10. Effect on health
Taking a short power nap has an effect on your health, various studies have shown. A British study shows that a short nap lowers blood pressure. You would also have a lower risk of heart attack, stroke, diabetes and excessive weight gain.
How do I prevent feeling sleepy during the day?
While indulging in a daytime siesta can be a pleasant escape, prioritizing prevention is always preferable to seeking a cure. This approach ensures sustained vitality throughout the day and guards against feeling low on energy. The predominant causes of daytime drowsiness can be attributed to two factors:
- Not enough sleep. The most common reason for the sleepy feeling is not getting enough sleep at night. The National Sleep Foundation has drawn up a schedule with the right amount of hours of sleep based on various age categories. Are you not getting the recommended number of hours of sleep? Then your body will look for a moment of rest during the day to compensate for the sleep deprivation in the evening. That is the moment you take a power nap. Preventing frequent power napping therefore starts with getting enough sleep at night.

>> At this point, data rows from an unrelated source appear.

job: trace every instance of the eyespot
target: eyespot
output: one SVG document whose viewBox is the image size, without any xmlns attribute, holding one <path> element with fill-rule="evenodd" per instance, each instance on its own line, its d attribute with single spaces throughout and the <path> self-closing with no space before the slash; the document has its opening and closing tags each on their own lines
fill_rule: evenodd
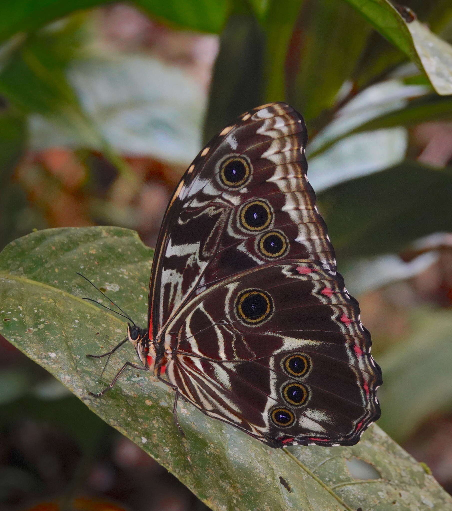
<svg viewBox="0 0 452 511">
<path fill-rule="evenodd" d="M 304 385 L 296 382 L 290 382 L 282 389 L 282 395 L 285 401 L 294 406 L 300 406 L 305 403 L 309 394 Z"/>
<path fill-rule="evenodd" d="M 248 181 L 251 174 L 248 160 L 243 156 L 227 158 L 220 165 L 219 176 L 224 186 L 239 188 Z"/>
<path fill-rule="evenodd" d="M 305 375 L 311 367 L 310 359 L 305 355 L 296 353 L 284 359 L 282 366 L 286 373 L 300 378 Z"/>
<path fill-rule="evenodd" d="M 272 207 L 264 200 L 254 200 L 242 206 L 239 215 L 240 226 L 247 230 L 266 229 L 273 220 Z"/>
<path fill-rule="evenodd" d="M 288 428 L 295 422 L 293 412 L 287 408 L 274 408 L 270 412 L 272 420 L 280 428 Z"/>
<path fill-rule="evenodd" d="M 247 289 L 236 300 L 239 319 L 248 324 L 258 324 L 267 319 L 273 312 L 273 302 L 268 293 L 262 289 Z"/>
<path fill-rule="evenodd" d="M 289 240 L 279 230 L 265 233 L 257 242 L 258 251 L 265 257 L 277 258 L 284 256 L 289 248 Z"/>
</svg>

- Poor nutrition. An after-dinner dip is a well-known phenomenon after eating food. You have enjoyed a wonderful lunch or dinner, and then fatigue sets in. Many people feel tired in the afternoon because blood sugar levels drop after lunch. You can prevent this sleepy feeling by eating enough at lunch to have the right amount of energy until dinner.
In addition, choosing food with sufficient protein and fiber is a good solution. Make sure you avoid foods with way too much sugar. By being more conscious about your eating behavior, you get energy instead of a sleepy feeling.
Power nap and chronic sleep deprivation
Are you someone grappling with chronic sleep deprivation and seeking insight into whether a power nap could be beneficial? The answer is likely no.
The general guideline is to consider a power nap only when you experience daytime fatigue. If you are consistently sleep-deprived, the likelihood of falling asleep for a brief 15 to 20-minute nap during the day is minimal. Engaging in a prolonged power nap may exacerbate difficulties in falling asleep at night, failing to alleviate your overall sleep deprivation.
In cases of chronic sleep deprivation, it is advisable to consult with a healthcare professional who can identify a suitable solution for your specific situation. Continual lack of sleep is not conducive to well-being, making professional guidance essential. Since not sleeping for days doesn’t make anyone happy!